Les minerais critiques: carburant de la transition énergétique
30% des réserves mondiales (RDC, Zambie, Gabon, Afrique du Sud, Madagascar, etc.). Une transformation industrielle sur le sol africain est impérative.
C'est parce qu'ils sont présents dans le sous-sol d’un nombre restreint de pays, dont la Chine, qu’ils sont dits «critiques»: leur approvisionnement comporte un risque de rupture. Beaucoup sont utilisés dans les batteries de véhicules électriques et les panneaux solaires. La demande mondiale de nickel et de graphite devrait doubler d’ici à 2040, tandis que celle de cobalt augmenterait de 60% et celle de cuivre de 30%. Or, l’Afrique dispose d’environ 30% des réserves connues de minerais critiques: 55% des gisements mondiaux de cobalt, 47,6% de manganèse, 21% de graphite, 5,9% de cuivre, 5,6% de nickel… Et ces chiffres seraient en deçà des réserves réelles, faute d’inventaire géologique à jour. Les États-Unis considèrent désormais également comme «critique» le phosphate, nécessaire à la fabrication d’engrais, dont le Maroc détient 72% des réserves planétaires. L’objectif pour le continent est de valoriser ces minerais sur place, afin de ne pas perpétuer ni le piège colonial le pillage des ressources ni l’iniquité postcoloniale l’exportation des ressources et leur retour sous forme de produits importés.

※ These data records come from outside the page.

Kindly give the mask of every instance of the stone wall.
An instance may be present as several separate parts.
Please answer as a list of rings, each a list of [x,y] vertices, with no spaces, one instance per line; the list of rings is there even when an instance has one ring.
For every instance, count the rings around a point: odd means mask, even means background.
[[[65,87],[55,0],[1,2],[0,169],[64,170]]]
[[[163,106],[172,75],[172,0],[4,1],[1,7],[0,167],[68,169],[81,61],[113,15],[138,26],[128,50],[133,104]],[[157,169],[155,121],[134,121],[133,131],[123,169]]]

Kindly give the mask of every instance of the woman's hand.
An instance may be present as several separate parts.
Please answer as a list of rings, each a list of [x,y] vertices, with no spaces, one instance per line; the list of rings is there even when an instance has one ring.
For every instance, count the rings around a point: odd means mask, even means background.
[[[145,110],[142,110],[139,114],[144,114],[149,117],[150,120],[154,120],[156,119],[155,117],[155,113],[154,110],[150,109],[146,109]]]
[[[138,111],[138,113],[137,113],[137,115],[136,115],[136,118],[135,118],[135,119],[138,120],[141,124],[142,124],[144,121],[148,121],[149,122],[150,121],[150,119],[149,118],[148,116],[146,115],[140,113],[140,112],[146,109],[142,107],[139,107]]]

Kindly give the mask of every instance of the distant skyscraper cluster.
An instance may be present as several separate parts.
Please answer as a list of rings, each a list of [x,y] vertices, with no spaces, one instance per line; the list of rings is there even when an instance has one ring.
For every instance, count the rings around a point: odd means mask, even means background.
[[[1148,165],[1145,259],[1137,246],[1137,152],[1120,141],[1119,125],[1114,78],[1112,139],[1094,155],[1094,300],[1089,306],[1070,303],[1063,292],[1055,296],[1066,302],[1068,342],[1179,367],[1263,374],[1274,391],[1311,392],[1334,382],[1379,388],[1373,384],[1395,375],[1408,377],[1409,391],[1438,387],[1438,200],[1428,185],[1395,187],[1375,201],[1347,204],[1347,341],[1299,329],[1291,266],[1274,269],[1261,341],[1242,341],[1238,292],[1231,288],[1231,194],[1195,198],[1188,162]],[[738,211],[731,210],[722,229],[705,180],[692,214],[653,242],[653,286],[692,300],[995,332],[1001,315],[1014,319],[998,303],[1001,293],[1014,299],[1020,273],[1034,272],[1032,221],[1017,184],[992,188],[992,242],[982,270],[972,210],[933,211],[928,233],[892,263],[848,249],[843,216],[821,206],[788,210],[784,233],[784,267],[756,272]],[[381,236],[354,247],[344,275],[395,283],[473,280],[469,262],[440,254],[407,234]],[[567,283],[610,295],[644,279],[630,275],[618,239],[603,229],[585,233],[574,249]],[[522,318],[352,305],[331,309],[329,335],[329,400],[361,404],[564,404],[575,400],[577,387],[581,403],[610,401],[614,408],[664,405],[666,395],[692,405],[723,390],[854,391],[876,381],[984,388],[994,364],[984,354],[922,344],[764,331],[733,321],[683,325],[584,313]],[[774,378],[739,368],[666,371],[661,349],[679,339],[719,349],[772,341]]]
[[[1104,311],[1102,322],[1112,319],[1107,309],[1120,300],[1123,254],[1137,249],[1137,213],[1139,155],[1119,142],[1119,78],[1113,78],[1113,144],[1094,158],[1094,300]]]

La plupart des pays africains producteurs limitent ainsi l’exportation brute: le Gabon a interdit la sortie du manganèse à partir de 2029, ce délai devant permettre d’ériger des usines de transformation. L’exploitation du phosphate marocain, à travers le groupe OCP et son écosystème, pourrait incarner un certain modèle d’industrialisation endogène. Le G20, présidé en 2025 par l’Afrique du Sud pays qui détient 70% des réserves de chrome et de manganèse, et plus de 80% de platine , a établi en septembre un «Nouveau cadre pour les minerais critiques», qui prévoit un inventaire des ressources géologiques et établit de nouvelles règles, cherchant à garantir la transformation des minerais dès leur extraction, tout en protégeant les populations comme l’environnement.